Bowdoinham Community School has had a school garden since 2000. In 2002, the school received a three-year Agriculture in the Community grant from the U.S. Department of Agriculture, according to garden program volunteer Cathy Reynolds.
After the grant expired, the garden lived on with the help of volunteers and students’ little hands. Local farmers even donated and well-known farmer Harry Prout left the program some money when he died.
On Friday, students stopped by the garden located behind the school to help Nancy Curtis pick seeds from the head of a giant sunflower plant. Curtis has volunteered since retiring from teaching 10 years ago.
Fifth graders Raven Thibeault and Lana Lapoint crouched next to Curtis, cutting strips of thyme from the garden as Curtis quizzed them on the spelling of the delicious smelling herb. She then had them help her remove the small thyme from the stem.
“It’s fun, because it’s helping nature,” Thibeault said. “It’s awesome and I want to help the garden as much as I can.”
The herbs will be used, along with other items harvested from the garden and produce donated by local farmers, at the Harvest Supper on Thursday night at the school.
The community has again reached out to help the garden program. Lynn Spiro, owner of the Town Landing on Main Street, always raises money for area organizations during the monthly cruise-ins she hosts every summer.
She recently presented school principal Chris Lajoie and garden manager Adelaida Gaviria with a check for $879 for the garden program.
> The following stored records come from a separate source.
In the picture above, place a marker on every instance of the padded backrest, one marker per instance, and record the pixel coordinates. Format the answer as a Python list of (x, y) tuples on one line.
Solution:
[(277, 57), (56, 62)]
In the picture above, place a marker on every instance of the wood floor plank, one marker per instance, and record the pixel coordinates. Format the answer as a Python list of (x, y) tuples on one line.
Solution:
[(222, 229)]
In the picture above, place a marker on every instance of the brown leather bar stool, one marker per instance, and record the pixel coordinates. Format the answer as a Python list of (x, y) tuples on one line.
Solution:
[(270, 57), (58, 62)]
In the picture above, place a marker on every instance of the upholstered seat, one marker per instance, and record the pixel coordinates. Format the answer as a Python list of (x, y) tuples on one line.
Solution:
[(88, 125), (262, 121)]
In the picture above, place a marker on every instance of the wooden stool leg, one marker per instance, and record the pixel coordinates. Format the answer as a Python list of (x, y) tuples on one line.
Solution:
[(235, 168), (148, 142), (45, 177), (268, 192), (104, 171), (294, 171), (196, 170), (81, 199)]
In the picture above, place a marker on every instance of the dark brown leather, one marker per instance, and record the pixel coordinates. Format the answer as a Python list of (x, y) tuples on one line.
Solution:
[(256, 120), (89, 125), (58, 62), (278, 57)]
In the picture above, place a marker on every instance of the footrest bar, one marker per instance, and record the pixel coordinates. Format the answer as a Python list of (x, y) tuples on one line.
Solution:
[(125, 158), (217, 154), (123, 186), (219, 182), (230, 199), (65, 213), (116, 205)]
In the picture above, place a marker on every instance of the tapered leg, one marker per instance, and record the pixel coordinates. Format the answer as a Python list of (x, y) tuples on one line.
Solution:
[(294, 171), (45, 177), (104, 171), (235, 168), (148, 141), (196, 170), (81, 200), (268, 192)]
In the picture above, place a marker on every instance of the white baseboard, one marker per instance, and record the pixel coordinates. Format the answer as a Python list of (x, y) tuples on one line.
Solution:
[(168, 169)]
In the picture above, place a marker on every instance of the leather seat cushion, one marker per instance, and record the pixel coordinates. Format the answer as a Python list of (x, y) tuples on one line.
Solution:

Second grader Jae Beede, who has logged the most hours in the garden and at the school’s farmers market booth this year, was also on hand to accept the donation.
The donation will help the program revamp the garden — building new beds and a new compost, and making it more accessible.
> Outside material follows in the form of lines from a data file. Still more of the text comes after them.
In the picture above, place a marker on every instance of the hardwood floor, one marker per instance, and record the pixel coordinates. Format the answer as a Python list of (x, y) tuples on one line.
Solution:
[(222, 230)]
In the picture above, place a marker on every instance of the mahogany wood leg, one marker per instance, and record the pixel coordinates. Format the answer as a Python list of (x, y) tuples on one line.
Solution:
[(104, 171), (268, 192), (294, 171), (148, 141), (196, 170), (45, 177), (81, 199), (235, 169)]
Gaviria and fellow volunteers do a six-week program with students in the spring when they plant the garden. They also do waste challenges with the kids, teaching them to put only as much food on their plates as they can eat.
Volunteers maintain the garden over the summer and students can help during open hours on Fridays.
Gaviria credited Reynolds and Curtis for providing continuity to the garden program.
“They know what works with children. They know the rhythm of the garden. They have all these tricks up their sleeves,” which make children excited about gardening, she said.
All three are avid gardeners, which helps keep the cost down for the program.
Curtis comes with “heirloom tools for heirloom plants,” Gaviria said. Some of the tools were handmade by her late father George Millay.
“I think we all think ahead about what will keep little hands busy,” Gaviria said. The herbs fall into that category.
Some kids aren’t thrilled with vegetables, Reynolds said, “but they love bugs. And earthworms.”
Many Bowdoinham children come from families that farm or have their own gardens, but for many it’s their first exposure to a garden.
Spiro said Gaviria is humble, but no one is more deserving of the donation. The money raised by the cruise-ins are weather dependent and the car enthusiasts who come are generous.
What the garden program provides students is important, Spiro said. She prides herself at the restaurant on the fact that so much of the food is homemade.
“I think there’s a middle generation that’s lost the art of cooking and using fresh vegetables and meats,” she said, adding there is so much to learn about what they can do with fresh-grown food.
She’s even talked with the director of the town’s food pantry about using some of the harvest to make soup for the food pantry.
“It’s a full circle program,” she said.